Data has Changed the World
Data has changed the world. If that seems like an exaggeration, consider this ICTC report that estimates the Canadian Big Data service market will generate more than $1.1 billion in revenue during 2019.
The financial services industry has a massive customer base, heavy regulation and is known for being hindered by ‘red tape’ decision making. As a result, the industry is primed to benefit from the use of big data to streamline both internal operations and decision making around investment strategies.
To understand how data (specifically Big Data) has created a massive shift in the financial services industry, it’s important to first understand Big Data and the 3V’s.
What is Big Data and the 3V’s?
Most people have experience working with, or seeing, data that has been organized into information. An example would be an Excel Spreadsheet of contact information for all attendees of a charity event that will be used to confirm their attendance. Therefore, information is when data is processed, organized, structured or presented in a given context so as to make it useful.
When someone refers to just data, they are talking about a specific set or sets of individual data points – the key being the specificity and manageable quantity of the data points. Traditional analysis tools and software can be used to “crunch” the data and, hopefully, provide meaningful insights for a business.
Although Big Data is still comprised of data points, it’s the difference in amount – specifically the Volume, Variety and Velocity – that characterizes it as Big Data. The rise of companies like Salesforce, Adobe and Facebook have led to the development of what is essentially a ‘data brokerage’ business model. These brands are dedicated to the collection, processing and selling of mass amounts of data to other businesses. An IBM Cloud Marketing Survey in 2017 found that 90% of the worlds data had been created over the past two years, and I’m sure it’s much more now. Our current way of processing data just couldn’t keep up with the pace, amount and variation of data being created today. Hence, we named this new wave “Big Data” and a multi-billion dollar industry was born.
Big Data Is An Evolving Term
Big Data continues to be an evolving term as more capabilities come into the market. This has been a global shift and Canada has been keeping up through in areas such as Montreal, a city that has become a global Artificial Intelligence (AI) hub. AI and it’s progress is fed by data, and the rise of Big Data has meant more funding, research and innovation for the industry.
The real win for any technology company is being able to show a real-world application for using Big Data to power AI, Machine Learning (ML) and other advanced analytics platforms. There are certain industries, such as the financial sector, that currently operate in conditions primed to benefit the most from Big Data capabilities. With Big Data investments from the Financial Services Industry projected to account for nearly $9 billion in 2018, it will be interesting to see how that number changes in 2019.
Financial Services & The Big Data Fit
The term Financial Services encompasses a variety of sub-industries that all impact our economy in different ways.

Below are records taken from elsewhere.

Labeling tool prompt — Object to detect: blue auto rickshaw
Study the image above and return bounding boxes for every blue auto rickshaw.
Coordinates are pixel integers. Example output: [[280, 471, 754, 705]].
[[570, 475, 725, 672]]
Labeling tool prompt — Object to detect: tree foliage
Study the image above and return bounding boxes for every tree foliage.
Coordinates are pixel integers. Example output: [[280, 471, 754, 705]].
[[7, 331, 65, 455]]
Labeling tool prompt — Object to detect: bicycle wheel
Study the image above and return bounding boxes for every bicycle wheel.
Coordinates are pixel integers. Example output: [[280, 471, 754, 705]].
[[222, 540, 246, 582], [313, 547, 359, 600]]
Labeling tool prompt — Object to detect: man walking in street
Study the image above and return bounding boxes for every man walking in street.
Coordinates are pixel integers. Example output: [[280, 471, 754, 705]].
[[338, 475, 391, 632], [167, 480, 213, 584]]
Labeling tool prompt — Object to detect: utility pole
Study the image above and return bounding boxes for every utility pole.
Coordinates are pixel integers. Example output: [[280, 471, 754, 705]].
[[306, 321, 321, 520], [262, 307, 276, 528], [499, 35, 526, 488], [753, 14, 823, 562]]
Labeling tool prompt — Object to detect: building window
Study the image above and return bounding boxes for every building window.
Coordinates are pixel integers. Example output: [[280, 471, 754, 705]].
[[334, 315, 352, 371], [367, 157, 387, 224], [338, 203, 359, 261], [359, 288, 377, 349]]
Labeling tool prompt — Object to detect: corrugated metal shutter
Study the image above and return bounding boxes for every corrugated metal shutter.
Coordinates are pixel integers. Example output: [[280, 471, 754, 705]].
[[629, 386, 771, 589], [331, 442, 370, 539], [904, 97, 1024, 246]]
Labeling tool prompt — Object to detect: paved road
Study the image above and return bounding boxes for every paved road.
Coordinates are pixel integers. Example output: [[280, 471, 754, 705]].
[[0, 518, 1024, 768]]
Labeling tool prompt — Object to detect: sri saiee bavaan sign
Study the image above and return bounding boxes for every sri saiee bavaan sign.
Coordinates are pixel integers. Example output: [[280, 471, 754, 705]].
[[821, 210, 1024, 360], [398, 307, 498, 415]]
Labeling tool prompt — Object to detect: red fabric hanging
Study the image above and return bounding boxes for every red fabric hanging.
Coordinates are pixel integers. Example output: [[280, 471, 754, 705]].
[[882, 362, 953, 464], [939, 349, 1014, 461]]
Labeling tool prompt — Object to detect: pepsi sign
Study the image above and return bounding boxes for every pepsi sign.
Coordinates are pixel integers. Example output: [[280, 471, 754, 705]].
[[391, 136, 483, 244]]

Although risk management looks different on the surface than short selling, market conditions for these sub-industries have proven to be relatively similar.
While the following points are by no means an exhaustive list, they highlight the main reasons for the Financial Services industry as a whole to benefit from the rise of Big Data applications:
- Increasing volume of financial transactions
- Increasing complexity of financial transactions
- Heavy regulation focused on risk mitigation and management
Earlier in this post we outlined the three defining characteristics of Big Data as Volume, Variety and Velocity – seemingly a perfect fit with these three points about Financial Services. Out of the three features, Variety is the most important as it directly impacts future risk management. The future is what financial institutions are worried about, and it’s also the area we are currently lacking in the most – that is, regular old data can’t provide us the insight we want to make better decision for future performance.
The Next Big Push: From Trading to Trends
Some of the earliest investment in Big Data was to develop algorithmic trading that could perform highly complex financial transactions at a much greater speed and precision than human traders. In March of 2018 there were already articles saying, “Algorithmic based trading is therefore more precise, more accurate and faster than manual trading.” The promise of increased profits is exciting to both those who have investments along with those who manage them. As other trends in the HR space such as employee performance and engagement start to show an ROI, Big Data is posed a great candidate to understand why.
Tools and technology around Big Data are becoming more widely adopted in the Financial Services sector and we can expect the use cases to expand along side. We will likely see trends grow from pure risk mitigation to include a more in-depth mapping process of the customer and employee journey.
Big Data for The Big Picture
Independent of industry, the terms Customer Journey and Employee Experience have been cited in annual reports as being major areas of focus for C-suite level personnel. One could look at these two ‘areas’ as a new set of data points that could be processed using Big Data tools that will, ultimately, help financial businesses understand the relationship between resources and results.